WISE appeared before U.S. District Court Judge Mary Kay Vyskocil.
"From its inception, the Task Force has targeted those enablers of money laundering and sanctions evasion who aim to hide crime behind a veneer of professionalism," Director of Task Force KleptoCapture Andrew C. Adams said. "Admission to the bar carries with it a public trust that attorneys will act with honesty and integrity — a trust that Robert Wise chose to betray in exchange for an easy, illicit paycheck. The Task Force will continue to pursue those who have made the same poor decision."
Wise pleaded guilty to one count of conspiring to commit international money laundering, which carries a maximum sentence of five years in prison. He also agreed to entry of a forfeiture order in the amount of $3,771,727.67, to be satisfied by a payment of $210,441.
The maximum potential sentence is prescribed by Congress and is provided here for informational purposes only, as any sentencing of the defendant will be determined by a judge.
An Indictment charging co-conspirator Vladimir Voronchenko, a/k/a “Vladimir Vorontchenko,” who is a fugitive, was unsealed on February 7, 2023. A civil forfeiture complaint was filed against the properties on Feb. 24.
"This office is proud to continue its work to enforce the sanctions imposed in response to Russia’s illegal war in Ukraine," Damian Williams, the United States Attorney for the Southern District of New York, said in a statement.

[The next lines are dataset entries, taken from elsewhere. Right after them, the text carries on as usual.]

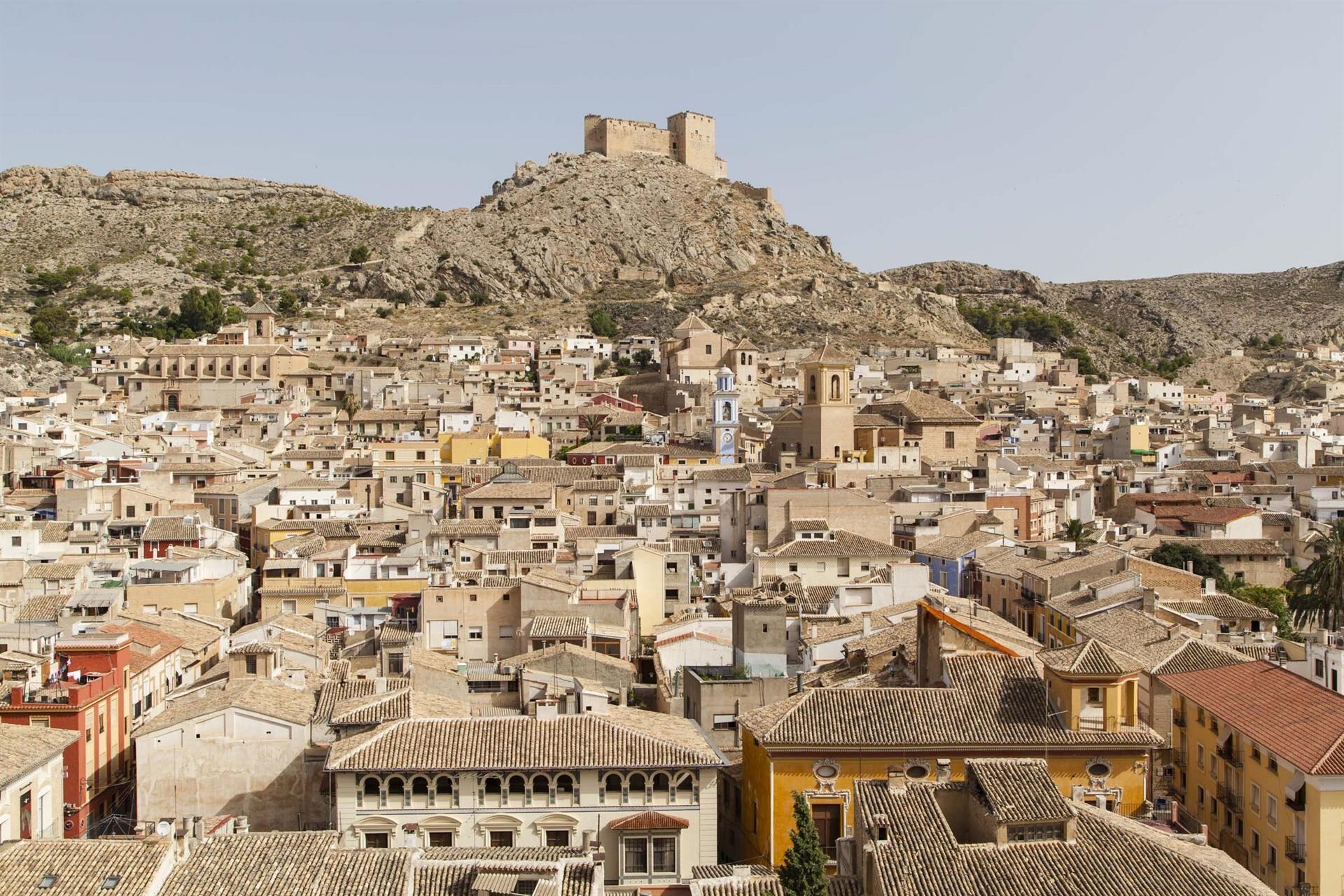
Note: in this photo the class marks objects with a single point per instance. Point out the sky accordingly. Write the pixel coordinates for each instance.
(1078, 140)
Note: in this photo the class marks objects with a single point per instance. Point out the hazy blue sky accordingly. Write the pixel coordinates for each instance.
(1073, 140)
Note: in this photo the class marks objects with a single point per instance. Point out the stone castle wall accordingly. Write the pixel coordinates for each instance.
(689, 139)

Williams praised the outstanding work of HSI and FBI. Williams further thanked the Department of Justice’s National Security Division and Office of International Affairs and OFAC for their assistance and cooperation in this investigation.
This case is being handled by the Office’s Money Laundering and Transnational Criminal Enterprises Unit. Assistant U.S. Attorneys Jessica Greenwood, Joshua A. Naftalis, and Sheb Swett are in charge of the prosecution.